I like the table of material mixes...
Byron, when I was a teenager, the machine shop where I worked had cast iron pistons on the shelf for old petrol engines (pre-WW2), as well as diesel, and lots of modern aluminium pistons.
And I thought you were old enough to remember the olden days!
K2
 
Thank you for that input. I understood it similar to the sketches. One side has two threads, then the ring goes on and the cover is fixed with two
small cap head screws. For a 12 mm piston diameter I would get away with two or three M2 blind holes.View attachment 134310
think I should give it a try for the next project.View attachment 134309
That’s exactly what I was talking about . My new engines only use a single centered screw which I actually the connecting rod . It’s guided by a gland but with Teflon tape as a seal you adjust the seal by tightening the gland nut . Actually my boiler end caps are the same built up principaleim using a tie rod to join the end caps for additional blow out resistance . Teflon is pretty hard owing material so the groove depth and width are critical . Too little gland depth will make the piston tight in the bore.

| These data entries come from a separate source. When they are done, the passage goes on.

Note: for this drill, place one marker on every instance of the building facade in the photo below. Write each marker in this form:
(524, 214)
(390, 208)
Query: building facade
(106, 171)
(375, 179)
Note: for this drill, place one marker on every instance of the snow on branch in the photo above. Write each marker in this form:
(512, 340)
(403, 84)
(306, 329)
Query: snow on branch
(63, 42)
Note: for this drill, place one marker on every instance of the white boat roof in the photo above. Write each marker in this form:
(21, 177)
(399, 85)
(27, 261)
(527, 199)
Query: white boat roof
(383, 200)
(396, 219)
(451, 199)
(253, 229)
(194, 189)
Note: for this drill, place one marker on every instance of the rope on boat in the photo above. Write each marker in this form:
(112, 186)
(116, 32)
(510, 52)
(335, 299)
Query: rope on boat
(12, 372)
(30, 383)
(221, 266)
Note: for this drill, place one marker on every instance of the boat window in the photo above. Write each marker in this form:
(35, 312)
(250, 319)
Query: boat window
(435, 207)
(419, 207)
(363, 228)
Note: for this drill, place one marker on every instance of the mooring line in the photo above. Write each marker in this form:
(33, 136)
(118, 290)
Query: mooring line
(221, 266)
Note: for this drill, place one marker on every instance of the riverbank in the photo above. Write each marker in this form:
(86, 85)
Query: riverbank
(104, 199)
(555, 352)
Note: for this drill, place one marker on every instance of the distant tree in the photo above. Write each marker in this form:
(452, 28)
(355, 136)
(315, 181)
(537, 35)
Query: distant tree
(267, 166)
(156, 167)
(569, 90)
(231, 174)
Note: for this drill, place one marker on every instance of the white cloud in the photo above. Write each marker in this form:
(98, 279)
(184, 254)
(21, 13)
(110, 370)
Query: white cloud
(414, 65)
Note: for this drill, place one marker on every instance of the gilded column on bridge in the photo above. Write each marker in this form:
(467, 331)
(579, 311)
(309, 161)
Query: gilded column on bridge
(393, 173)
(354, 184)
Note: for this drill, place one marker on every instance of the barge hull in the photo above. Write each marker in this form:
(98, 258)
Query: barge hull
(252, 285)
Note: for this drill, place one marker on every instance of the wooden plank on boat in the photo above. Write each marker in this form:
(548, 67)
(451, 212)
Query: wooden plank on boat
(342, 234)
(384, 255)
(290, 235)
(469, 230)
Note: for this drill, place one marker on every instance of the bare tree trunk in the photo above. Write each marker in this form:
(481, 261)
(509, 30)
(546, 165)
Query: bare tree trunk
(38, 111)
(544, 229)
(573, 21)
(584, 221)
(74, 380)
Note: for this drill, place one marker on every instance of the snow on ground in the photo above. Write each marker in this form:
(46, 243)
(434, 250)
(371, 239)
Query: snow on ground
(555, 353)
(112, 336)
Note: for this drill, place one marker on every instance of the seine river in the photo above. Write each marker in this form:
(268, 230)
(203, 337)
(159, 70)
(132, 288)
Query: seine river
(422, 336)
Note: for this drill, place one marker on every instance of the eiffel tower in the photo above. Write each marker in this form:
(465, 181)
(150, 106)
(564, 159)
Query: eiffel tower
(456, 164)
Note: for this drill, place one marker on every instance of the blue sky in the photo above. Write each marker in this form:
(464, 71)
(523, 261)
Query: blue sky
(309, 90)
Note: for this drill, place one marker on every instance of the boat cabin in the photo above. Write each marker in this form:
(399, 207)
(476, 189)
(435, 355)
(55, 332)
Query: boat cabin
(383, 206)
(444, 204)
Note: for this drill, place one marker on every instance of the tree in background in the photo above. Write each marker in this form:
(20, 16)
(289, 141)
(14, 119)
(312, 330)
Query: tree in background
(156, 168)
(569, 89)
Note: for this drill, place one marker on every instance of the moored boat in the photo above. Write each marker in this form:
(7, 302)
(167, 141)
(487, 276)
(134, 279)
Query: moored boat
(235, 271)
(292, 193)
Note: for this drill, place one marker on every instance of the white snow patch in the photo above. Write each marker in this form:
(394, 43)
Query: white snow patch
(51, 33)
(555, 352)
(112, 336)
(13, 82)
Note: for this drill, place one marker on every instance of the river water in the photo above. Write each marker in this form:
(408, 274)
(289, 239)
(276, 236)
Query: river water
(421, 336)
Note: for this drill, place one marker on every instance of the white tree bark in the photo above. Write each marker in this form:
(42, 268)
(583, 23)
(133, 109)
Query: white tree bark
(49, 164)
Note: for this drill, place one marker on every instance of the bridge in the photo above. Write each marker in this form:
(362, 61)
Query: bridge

Teflon is good up to about 500 deg F once heated they should take shape nicely .
byron
 
I've used acetal polymer in similar applications. It has good (low)friction properties as well as excellent dimensional stability.
Graham
 
Most use aluminum
It easy to machine and light weight.

If make a engine to run for ever it Aluminum type I do not remember with nickel cast iron cylinder.
But we are not building engines that will last over 10,000 hours.

I like aluminum 6061 and 12L14 great to machine too.

Dave

hello,
i am building a small "steam" engine that will allways be run on air. i have Made the alluminium cylinder, but now i am going to make the piston and was wondering if alluminium or brass(or maybe even acetal or nylon) is the best material for the piston. cost is not a concern as i can get free offcuts faster than i can use them.